Among all of the unknowns regularly crossing my mind; careers, the climate crisis, the political state of the world, etc. etc., finding reliance in the most rudimentary parts of living has been the only comfort and the only way to move forward.
When I feel powerless or confused, finding one task to hone in on, as individually irrelevant as a computer pixel, gives clarity in a storm of uncertainty.
These pixels of both action and passion will maybe turn into something greater tomorrow, or maybe the day after and forcing myself to break things down and slow down gives me the energy to keep going instead of quivering at the insurmountable goals and fate hovering over us.
Being present
Collecting shells at the beach, making pointless games on long car rides, spending time creating bad artwork, taking photos for no exact reason, are all insignificant mundanes filling up our lives.
The bright and opaque nature of computer pixels can be mimicked in everyday life, not just in the goals and dreams we have, but by how we spend our days when not working.
Dilly-daddling on tasks with no greater purpose (outside of just momentary joy or distraction) eels pointless in a world so dedicated to self-improvement and goals– but this time fills our lives with color and liveliness in a way productivity or self-improvement is unable to.
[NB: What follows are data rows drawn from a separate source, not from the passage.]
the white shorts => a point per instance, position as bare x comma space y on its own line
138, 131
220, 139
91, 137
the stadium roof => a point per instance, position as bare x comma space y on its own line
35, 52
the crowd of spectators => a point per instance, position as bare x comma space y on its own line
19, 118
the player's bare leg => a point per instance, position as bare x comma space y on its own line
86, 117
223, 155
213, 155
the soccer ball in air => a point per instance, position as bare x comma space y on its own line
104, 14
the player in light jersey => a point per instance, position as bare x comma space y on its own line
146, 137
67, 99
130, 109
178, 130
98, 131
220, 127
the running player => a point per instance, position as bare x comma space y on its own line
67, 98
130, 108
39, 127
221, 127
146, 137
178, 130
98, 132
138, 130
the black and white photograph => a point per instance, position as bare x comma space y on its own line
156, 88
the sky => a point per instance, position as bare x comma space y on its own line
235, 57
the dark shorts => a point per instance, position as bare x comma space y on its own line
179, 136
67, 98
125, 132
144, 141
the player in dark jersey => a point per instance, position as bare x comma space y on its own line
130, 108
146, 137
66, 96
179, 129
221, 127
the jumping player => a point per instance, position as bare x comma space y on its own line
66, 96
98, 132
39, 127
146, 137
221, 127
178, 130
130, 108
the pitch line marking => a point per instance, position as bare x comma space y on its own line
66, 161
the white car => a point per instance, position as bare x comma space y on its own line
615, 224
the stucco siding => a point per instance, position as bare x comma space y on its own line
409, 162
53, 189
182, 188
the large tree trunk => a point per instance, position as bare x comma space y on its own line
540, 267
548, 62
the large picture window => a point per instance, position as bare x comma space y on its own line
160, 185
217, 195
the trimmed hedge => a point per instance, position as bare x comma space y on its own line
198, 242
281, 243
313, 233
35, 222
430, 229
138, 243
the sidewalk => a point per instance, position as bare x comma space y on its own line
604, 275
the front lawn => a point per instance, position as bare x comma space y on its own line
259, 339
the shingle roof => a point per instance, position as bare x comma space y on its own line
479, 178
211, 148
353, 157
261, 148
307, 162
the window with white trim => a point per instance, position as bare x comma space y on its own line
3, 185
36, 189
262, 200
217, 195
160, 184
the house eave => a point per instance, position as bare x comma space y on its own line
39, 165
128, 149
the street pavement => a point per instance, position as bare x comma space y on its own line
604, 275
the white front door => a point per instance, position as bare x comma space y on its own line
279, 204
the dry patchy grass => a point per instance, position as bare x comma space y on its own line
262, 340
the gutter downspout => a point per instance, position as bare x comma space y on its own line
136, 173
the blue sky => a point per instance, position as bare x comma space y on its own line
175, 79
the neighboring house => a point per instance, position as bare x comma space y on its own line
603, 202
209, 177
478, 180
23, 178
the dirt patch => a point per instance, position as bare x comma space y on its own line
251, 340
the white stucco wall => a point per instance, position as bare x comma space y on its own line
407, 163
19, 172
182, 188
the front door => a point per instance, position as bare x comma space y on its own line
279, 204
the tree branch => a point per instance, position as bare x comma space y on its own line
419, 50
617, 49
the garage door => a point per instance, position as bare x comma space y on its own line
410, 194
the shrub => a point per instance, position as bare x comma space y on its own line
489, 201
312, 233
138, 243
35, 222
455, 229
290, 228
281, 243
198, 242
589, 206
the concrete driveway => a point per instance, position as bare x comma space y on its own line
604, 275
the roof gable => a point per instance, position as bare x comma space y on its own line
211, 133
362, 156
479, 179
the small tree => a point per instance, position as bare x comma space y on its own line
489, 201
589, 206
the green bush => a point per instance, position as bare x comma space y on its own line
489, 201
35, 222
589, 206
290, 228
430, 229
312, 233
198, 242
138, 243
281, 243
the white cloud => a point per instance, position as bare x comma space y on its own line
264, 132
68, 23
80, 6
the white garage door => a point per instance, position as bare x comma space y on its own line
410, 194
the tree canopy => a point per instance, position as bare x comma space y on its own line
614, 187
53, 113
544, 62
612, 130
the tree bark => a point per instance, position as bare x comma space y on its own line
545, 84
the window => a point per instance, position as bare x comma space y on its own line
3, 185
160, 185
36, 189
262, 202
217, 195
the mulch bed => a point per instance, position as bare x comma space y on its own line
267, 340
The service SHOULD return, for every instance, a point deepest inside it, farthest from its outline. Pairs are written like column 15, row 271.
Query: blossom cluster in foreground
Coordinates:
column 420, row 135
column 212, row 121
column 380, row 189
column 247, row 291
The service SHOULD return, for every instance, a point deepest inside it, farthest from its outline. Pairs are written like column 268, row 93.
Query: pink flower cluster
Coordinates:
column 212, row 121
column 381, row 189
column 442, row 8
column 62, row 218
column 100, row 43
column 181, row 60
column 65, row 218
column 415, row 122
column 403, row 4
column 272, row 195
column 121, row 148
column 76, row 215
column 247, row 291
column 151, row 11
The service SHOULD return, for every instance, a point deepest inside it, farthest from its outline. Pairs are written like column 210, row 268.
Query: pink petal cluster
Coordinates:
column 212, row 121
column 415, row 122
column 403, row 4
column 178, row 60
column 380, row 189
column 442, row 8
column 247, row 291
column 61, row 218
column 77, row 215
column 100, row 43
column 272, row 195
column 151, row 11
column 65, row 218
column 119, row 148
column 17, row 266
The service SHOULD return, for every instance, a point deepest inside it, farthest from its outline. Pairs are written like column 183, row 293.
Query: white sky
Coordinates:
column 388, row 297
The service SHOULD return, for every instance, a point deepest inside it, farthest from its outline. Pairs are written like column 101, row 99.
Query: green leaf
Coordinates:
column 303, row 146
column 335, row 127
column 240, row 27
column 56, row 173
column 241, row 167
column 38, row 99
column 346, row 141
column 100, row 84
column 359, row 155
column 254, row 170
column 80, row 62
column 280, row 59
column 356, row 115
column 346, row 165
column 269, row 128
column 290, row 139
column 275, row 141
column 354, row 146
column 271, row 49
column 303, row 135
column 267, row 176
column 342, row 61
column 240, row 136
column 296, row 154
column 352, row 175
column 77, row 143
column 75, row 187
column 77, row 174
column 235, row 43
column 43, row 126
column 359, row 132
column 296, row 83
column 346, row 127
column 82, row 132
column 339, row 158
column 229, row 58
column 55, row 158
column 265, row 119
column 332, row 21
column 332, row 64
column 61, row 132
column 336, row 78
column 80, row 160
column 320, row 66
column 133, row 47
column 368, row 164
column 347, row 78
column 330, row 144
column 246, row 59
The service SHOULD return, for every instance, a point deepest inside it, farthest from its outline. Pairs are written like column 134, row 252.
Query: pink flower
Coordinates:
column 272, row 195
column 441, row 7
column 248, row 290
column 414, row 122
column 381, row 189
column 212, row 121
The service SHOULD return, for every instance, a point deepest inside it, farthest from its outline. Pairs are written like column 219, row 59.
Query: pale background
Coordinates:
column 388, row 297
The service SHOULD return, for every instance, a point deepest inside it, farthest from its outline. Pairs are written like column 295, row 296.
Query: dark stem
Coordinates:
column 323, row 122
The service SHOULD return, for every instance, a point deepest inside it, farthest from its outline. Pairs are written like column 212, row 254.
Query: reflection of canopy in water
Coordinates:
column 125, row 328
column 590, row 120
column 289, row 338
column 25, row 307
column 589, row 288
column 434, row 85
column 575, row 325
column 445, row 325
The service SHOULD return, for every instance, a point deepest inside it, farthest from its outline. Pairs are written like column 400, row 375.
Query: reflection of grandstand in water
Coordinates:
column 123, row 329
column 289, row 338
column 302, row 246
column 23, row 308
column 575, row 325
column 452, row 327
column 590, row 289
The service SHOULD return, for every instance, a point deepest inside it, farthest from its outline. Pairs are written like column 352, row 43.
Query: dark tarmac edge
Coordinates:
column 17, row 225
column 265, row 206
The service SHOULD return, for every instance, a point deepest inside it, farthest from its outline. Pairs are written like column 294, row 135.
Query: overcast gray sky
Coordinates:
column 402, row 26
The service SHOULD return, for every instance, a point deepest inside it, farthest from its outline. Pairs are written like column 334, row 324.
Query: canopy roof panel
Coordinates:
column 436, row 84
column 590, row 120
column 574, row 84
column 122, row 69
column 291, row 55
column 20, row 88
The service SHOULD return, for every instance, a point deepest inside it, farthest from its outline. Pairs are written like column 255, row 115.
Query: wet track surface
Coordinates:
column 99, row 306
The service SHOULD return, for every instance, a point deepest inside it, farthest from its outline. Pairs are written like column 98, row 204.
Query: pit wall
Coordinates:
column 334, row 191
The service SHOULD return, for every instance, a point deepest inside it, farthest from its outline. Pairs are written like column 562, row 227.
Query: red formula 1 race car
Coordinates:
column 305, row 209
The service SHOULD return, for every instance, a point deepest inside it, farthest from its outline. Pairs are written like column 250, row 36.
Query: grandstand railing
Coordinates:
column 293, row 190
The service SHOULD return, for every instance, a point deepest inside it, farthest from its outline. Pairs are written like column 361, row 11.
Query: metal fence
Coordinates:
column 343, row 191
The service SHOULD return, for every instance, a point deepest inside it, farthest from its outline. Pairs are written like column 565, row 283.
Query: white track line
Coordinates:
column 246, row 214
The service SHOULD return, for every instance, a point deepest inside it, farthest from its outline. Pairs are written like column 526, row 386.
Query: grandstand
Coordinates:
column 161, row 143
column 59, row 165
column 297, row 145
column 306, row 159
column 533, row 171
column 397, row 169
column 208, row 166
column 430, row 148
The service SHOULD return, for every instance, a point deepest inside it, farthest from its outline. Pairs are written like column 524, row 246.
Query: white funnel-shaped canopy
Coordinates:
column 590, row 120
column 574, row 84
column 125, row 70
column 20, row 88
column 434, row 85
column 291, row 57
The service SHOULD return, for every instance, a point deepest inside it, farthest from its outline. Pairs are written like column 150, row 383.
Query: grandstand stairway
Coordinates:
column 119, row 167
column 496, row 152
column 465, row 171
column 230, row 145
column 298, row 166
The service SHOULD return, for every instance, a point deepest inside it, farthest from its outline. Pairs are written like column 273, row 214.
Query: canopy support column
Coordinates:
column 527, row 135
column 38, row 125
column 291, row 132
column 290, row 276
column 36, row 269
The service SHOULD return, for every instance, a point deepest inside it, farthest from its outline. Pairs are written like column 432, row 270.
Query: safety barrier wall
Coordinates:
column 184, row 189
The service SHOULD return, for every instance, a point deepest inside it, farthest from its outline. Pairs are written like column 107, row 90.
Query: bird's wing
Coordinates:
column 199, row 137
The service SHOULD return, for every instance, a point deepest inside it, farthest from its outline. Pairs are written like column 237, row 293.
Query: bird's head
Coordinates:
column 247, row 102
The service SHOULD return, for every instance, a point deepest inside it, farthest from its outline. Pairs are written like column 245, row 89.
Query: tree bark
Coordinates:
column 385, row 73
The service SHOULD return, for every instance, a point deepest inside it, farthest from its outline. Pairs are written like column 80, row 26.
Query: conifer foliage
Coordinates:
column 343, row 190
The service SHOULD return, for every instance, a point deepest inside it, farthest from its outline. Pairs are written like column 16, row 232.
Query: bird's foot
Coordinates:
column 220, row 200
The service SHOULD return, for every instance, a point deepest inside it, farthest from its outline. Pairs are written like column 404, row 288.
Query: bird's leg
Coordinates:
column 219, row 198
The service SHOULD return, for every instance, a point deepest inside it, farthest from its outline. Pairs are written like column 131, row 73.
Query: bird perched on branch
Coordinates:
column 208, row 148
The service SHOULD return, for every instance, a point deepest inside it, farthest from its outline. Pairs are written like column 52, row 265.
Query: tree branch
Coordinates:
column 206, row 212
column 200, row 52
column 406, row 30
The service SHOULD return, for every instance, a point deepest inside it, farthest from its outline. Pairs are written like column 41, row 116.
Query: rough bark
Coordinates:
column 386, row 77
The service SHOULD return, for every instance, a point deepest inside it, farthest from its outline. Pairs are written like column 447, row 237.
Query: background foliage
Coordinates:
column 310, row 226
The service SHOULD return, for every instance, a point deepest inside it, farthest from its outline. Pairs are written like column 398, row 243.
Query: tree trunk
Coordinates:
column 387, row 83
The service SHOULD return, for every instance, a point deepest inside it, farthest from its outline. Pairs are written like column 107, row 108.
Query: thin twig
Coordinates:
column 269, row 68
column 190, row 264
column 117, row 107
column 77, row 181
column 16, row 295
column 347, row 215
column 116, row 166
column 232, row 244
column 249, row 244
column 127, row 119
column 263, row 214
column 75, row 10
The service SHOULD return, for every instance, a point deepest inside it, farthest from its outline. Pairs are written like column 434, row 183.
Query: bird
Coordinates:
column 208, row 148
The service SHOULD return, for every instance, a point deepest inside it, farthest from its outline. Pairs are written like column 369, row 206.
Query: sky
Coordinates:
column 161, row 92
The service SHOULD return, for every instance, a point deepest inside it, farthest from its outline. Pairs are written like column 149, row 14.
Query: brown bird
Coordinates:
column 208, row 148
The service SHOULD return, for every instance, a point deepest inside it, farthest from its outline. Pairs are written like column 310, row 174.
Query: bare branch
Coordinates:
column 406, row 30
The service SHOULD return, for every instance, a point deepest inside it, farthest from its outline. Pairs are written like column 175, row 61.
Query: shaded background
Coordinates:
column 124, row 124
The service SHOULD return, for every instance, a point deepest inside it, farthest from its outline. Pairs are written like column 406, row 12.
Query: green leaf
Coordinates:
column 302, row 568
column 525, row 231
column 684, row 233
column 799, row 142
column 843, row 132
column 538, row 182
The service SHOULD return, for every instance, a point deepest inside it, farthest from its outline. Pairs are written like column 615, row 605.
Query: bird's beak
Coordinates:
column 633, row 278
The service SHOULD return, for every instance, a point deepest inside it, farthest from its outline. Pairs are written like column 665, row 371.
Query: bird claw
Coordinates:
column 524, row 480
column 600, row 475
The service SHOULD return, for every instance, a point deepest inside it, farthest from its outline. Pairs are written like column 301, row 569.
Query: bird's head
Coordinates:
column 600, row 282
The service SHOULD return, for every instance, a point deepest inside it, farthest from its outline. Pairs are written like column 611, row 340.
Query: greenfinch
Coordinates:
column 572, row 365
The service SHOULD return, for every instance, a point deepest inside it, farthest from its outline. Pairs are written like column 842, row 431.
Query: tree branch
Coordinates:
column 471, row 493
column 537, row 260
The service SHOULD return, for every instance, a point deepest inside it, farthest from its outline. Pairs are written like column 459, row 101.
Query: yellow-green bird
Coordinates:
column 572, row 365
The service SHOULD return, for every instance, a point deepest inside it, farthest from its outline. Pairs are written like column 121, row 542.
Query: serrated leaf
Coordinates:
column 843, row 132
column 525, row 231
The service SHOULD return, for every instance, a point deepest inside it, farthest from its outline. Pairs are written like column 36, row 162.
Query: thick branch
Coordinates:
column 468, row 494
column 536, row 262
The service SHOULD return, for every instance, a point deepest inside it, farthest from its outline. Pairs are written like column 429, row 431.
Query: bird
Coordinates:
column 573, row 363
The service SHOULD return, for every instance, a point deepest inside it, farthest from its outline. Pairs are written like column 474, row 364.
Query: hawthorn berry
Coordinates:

The work we put into enjoying the isolated, boring moments like long car rides, trips to the grocery store, days spent alone, compiles into millions of moments of peace and romanticization. Making regular moments special for ourselves gives our life different hues to look back on, ones that would not be there if we don’t stop to paint them.
My effort to make my bed in the morning, my dedication to journaling when I am bored, letting a car merge in front of me, etc., feels pointless in any larger sense, but small certainties on myself establish trust in my character and on my ability to create a wonderful life.
When everything is changing and uncontrollable, the choice to spend time on the microscopic, unnecessary, and frivolous begin to function as tiny building blocks of the everyday.
I’ve drawn out this metaphor far too long, but I think there is more to be said on the importance of the “little things,”-- the moments we build with each other, the blessings we choose to acknowledge, the small ways we process the big stuff.
Uncertainty, change, and confusion is constant, but remembering the tiny, often overlooked pieces we do have control over gives us a unique form of power and shape over reality– just as a pixel sets the tone for an entire screen.